Descripción de la abeja
El color de las abejas varía de acuerdo con su especie, pero las más conocidas son negras y tienen
franjas amarillas que se sitúan de forma diferente en cada especie. Por ejemplo, la abeja melífera o
europea (Apis mellifera) posee tonalidades doradas con líneas negras horizontales en la parte superior del
cuerpo. Por su parte, la especie Anthidium florentinum tiene las franjas sólo en los costados de su cuerpo.
En general, las abejas tienen una estructura larga llamada probóscide, con la que pueden ingerir el néctar
de las flores. En los machos, las antenas están compuestas por 13 segmentos y en las hembras están
compuestas por 12. Todas las abejas cuentan con 2 pares de alas; el par posterior es el más pequeño. En
algunas especies las alas son tan pequeñas que imposibilitan a la abeja el vuelo, pero eso no significa que
estén desprovistas.
El aguijón se llama ovipositor y forma parte en la reproducción de la abeja. Unida al aguijón se encuentra
una bolsa que contiene veneno pero sólo las hembras pueden picar.
El tamaño es también variable. Para tener una idea, la especie de abeja más grande es la Megachile
Pluto, pues la hembra llega a medir 3.9 centímetros. La abeja más pequeña es Trigona minima, cuya
longitud no supera los 0.21 centímetros.

Distribución y hábitat de la abeja


La abeja está distribuida en todos los continentes con excepción de la Antártida. Suele vivir en zonas con
vegetación ricas en flores y habita los agujeros de los árboles o los panales construidos en comunidad.
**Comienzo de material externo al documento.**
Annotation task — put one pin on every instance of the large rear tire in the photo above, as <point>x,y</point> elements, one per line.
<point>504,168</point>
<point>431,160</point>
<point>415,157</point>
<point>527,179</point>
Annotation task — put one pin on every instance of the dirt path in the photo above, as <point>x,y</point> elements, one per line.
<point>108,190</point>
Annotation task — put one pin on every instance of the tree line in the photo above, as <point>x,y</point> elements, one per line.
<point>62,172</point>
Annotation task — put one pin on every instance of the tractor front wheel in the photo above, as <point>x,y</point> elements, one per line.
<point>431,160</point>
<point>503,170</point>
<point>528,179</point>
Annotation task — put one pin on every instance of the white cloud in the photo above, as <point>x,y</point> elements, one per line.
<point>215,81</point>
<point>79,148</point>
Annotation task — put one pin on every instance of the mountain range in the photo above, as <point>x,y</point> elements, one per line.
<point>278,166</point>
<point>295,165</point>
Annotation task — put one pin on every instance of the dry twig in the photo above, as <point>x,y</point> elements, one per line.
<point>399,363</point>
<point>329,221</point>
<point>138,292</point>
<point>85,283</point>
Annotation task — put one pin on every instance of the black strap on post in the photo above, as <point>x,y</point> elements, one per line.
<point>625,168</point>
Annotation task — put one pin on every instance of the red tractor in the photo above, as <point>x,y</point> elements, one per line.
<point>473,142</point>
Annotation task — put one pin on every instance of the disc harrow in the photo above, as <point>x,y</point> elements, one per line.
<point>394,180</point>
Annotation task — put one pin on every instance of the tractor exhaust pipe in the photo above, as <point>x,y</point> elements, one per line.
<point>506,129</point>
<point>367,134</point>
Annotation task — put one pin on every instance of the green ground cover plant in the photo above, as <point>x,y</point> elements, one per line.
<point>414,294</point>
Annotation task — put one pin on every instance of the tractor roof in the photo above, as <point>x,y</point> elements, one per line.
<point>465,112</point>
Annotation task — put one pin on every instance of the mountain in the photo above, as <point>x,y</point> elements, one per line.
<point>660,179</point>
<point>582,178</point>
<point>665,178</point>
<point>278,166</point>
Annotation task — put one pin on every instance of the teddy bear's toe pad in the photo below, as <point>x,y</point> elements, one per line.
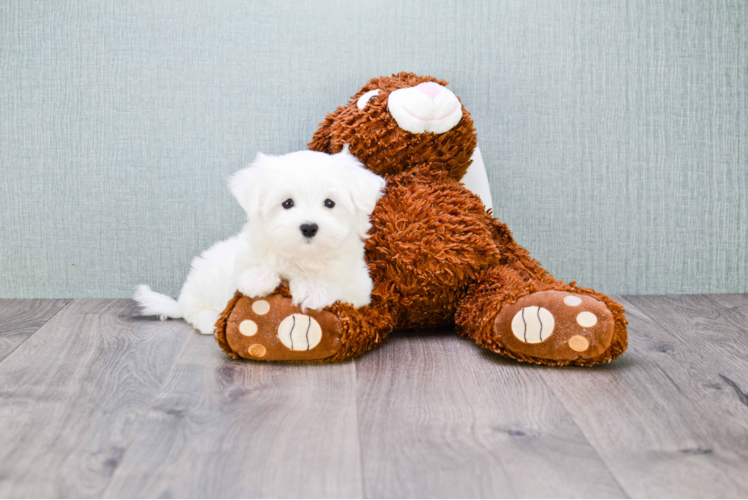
<point>273,329</point>
<point>556,326</point>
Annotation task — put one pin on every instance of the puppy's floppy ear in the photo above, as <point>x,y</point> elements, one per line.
<point>365,186</point>
<point>247,185</point>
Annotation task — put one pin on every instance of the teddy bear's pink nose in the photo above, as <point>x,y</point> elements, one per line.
<point>431,89</point>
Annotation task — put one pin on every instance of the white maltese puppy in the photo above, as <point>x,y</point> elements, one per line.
<point>308,215</point>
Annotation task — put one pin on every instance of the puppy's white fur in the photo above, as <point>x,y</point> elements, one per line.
<point>320,270</point>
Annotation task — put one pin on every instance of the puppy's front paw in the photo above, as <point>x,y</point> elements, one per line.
<point>257,281</point>
<point>309,294</point>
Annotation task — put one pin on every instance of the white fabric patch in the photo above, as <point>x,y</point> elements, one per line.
<point>476,179</point>
<point>533,324</point>
<point>299,332</point>
<point>427,107</point>
<point>572,300</point>
<point>261,307</point>
<point>586,319</point>
<point>364,99</point>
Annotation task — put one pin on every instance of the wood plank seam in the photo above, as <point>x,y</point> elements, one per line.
<point>67,304</point>
<point>144,418</point>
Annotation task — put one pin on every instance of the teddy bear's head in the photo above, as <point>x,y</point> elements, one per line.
<point>395,123</point>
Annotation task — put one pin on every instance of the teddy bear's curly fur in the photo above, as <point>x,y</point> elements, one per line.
<point>438,258</point>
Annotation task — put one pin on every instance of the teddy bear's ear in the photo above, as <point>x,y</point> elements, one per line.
<point>365,186</point>
<point>246,184</point>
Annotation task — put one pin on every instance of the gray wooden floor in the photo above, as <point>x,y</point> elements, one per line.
<point>95,402</point>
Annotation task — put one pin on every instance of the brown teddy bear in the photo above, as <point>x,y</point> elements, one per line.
<point>436,256</point>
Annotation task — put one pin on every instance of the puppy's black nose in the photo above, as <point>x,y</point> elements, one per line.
<point>309,230</point>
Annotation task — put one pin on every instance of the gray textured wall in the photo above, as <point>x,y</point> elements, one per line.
<point>614,132</point>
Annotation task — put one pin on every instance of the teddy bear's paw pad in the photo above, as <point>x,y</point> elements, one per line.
<point>556,326</point>
<point>273,329</point>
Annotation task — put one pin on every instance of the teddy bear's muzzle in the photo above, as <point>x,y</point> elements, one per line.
<point>427,107</point>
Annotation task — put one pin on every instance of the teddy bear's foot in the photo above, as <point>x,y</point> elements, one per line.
<point>557,327</point>
<point>273,329</point>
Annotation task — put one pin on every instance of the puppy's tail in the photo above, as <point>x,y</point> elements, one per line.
<point>156,304</point>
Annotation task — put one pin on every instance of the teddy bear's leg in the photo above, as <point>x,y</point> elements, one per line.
<point>534,318</point>
<point>273,329</point>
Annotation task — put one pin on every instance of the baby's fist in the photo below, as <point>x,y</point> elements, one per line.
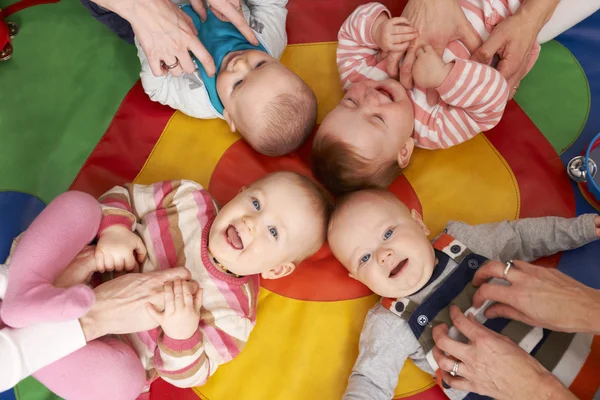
<point>118,249</point>
<point>393,34</point>
<point>430,71</point>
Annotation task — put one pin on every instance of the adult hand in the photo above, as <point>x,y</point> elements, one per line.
<point>491,364</point>
<point>538,296</point>
<point>513,38</point>
<point>228,11</point>
<point>120,305</point>
<point>438,23</point>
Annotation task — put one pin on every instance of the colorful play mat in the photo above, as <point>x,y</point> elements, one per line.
<point>73,116</point>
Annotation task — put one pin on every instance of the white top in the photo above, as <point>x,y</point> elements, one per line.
<point>24,351</point>
<point>187,93</point>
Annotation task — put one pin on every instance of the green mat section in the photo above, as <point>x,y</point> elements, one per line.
<point>60,90</point>
<point>556,96</point>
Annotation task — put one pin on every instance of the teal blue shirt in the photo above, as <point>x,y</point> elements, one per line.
<point>220,38</point>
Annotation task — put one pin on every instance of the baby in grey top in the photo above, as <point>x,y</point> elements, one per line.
<point>384,245</point>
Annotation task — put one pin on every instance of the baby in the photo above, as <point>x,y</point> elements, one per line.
<point>270,106</point>
<point>265,231</point>
<point>368,139</point>
<point>384,245</point>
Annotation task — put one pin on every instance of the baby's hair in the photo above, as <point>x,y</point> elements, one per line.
<point>341,169</point>
<point>289,120</point>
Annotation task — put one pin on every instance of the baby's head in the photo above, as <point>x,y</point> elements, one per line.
<point>366,141</point>
<point>271,107</point>
<point>271,226</point>
<point>381,243</point>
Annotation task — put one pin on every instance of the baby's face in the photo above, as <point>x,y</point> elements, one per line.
<point>376,118</point>
<point>247,81</point>
<point>267,225</point>
<point>382,244</point>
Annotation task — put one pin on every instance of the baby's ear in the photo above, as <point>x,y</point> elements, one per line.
<point>405,153</point>
<point>419,220</point>
<point>229,121</point>
<point>279,272</point>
Comportamiento de la abeja
La abeja es famosa por su comportamiento altamente organizado y enfocado en el trabajo. Forma colonias
constituidas por miles de individuos y cada uno de éstos tiene una función por realizar.
Cada colonia ocupa una colmena o panal y en cada una cohabitan 3 tipos de abeja: la reina, las obreras y
los zánganos. La abeja reina es la única que puede poner huevos y su función es solamente reproductiva.
Las obreras son hembras estériles y se encargan de limpiar el panal, recoger el polen y cuidar a las crías.
Por su parte, los zánganos, todos machos, se encargan de aparearse con la reina.
Algunas especies de abejas son agresivas y el ser humano ha aprendido a temerles. Suele suceder que la
abeja muere después de picar, pues el aguijón se queda en la piel del afectado junto con parte del
abdomen.
Un hecho interesante en el comportamiento se da en las abejas melíferas, que sostienen una forma de
comunicación descubierta en la década de los años 70 por el investigador Karl von Frisch. De acuerdo con
este descubrimiento, la abeja realiza una especie de danza con el objetivo de compartir información sobre
la ubicación de las flores. Las obreras regresan al panal y comienzan a danzar arriba y abajo por la pared
vertical. La distancia hacia las flores depende de la duración del meneo y del número de las agitaciones:
mientras más lejos se encuentran las flores más larga es la línea del meneo y más lento es el ritmo de las
agitaciones.

Alimentación de la abeja
La dieta de la abeja consiste básicamente en polen y néctar de las flores. Las obreras colectan agua
también para diluir la miel almacenada y preparar el alimento de las larvas. En las abejas productoras de
miel, la jalea real es consumida por la que será reina.
Por su parte, las abejas del género Trigona son las únicas que se alimentan de carroña.

Reproducción de la abeja
La abeja es un animal ovíparo y sólo la reina puede aparearse y poner huevos. Una vez que un zángano
logra copular con la hembra, ésta deposita los huevos con su ovipositor. 4 días después se produce la
eclosión y pequeñas larvas comienzan a vivir, cuidadas por las obreras. La larva pasa por varias
transformaciones antes de convertirse en abeja pero esto depende también de la especie.